Pemerintah Indonesia bersama Kementerian Haji dan Umrah Arab Saudi menggelar rapat koordinasi di Madinah, Arab Saudi. Pertemuan ini difokuskan untuk membahas solusi atas permasalahan distribusi dan aktivasi kartu Nusuk, yang hingga kini masih belum sepenuhnya diterima dan diaktifkan oleh seluruh jemaah haji asal Indonesia.
Dari sekitar 90 ribu jemaah haji Indonesia yang telah tiba di Tanah Suci, tercatat masih ada sekitar 35 ribu kartu Nusuk yang belum bisa diaktivasi. Kartu tersebut penting untuk akses layanan selama pelaksanaan ibadah haji. Selain membahas pendistribusian kartu, pertemuan ini juga digunakan sebagai momen evaluasi atas pelayanan yang telah diberikan sejak kedatangan kloter pertama pada 2 Mei 2025 lalu.

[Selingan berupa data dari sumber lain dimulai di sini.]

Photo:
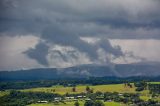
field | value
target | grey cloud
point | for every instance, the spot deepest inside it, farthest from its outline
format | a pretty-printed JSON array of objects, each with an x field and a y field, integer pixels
[
  {"x": 39, "y": 53},
  {"x": 63, "y": 22}
]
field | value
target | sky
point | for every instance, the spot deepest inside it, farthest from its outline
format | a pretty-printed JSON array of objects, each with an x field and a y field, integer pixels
[{"x": 65, "y": 33}]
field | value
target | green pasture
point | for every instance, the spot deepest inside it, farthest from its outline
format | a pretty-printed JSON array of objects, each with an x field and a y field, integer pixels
[{"x": 82, "y": 88}]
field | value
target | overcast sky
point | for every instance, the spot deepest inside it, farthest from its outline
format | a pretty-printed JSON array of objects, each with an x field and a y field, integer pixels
[{"x": 64, "y": 33}]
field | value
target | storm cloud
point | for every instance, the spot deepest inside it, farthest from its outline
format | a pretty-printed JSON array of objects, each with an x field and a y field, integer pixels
[{"x": 65, "y": 22}]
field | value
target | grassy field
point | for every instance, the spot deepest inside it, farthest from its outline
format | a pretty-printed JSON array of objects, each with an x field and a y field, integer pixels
[
  {"x": 81, "y": 104},
  {"x": 81, "y": 88},
  {"x": 2, "y": 93}
]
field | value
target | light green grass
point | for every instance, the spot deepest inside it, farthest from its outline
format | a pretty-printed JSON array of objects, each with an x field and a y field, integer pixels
[
  {"x": 72, "y": 104},
  {"x": 81, "y": 88},
  {"x": 59, "y": 104}
]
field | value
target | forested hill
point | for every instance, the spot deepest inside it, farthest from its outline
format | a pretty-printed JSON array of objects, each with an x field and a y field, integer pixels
[{"x": 83, "y": 71}]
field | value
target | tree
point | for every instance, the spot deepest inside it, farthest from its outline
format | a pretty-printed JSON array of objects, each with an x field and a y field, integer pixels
[
  {"x": 76, "y": 103},
  {"x": 98, "y": 103},
  {"x": 87, "y": 88},
  {"x": 74, "y": 89},
  {"x": 89, "y": 103}
]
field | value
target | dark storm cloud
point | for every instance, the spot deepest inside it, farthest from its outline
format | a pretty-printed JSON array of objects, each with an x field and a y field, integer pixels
[
  {"x": 39, "y": 53},
  {"x": 63, "y": 22}
]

Direktur Layanan Haji Luar Negeri Kementerian Agama, Muchlis M. Hanafi, menyebut bahwa koordinasi lintas negara ini sangat penting, mengingat kedua negara masih dalam tahap transisi menuju tata kelola haji yang lebih baik dan efisien. Pemerintah menegaskan komitmennya untuk memastikan kenyamanan dan kelancaran ibadah jemaah selama di Tanah Suci.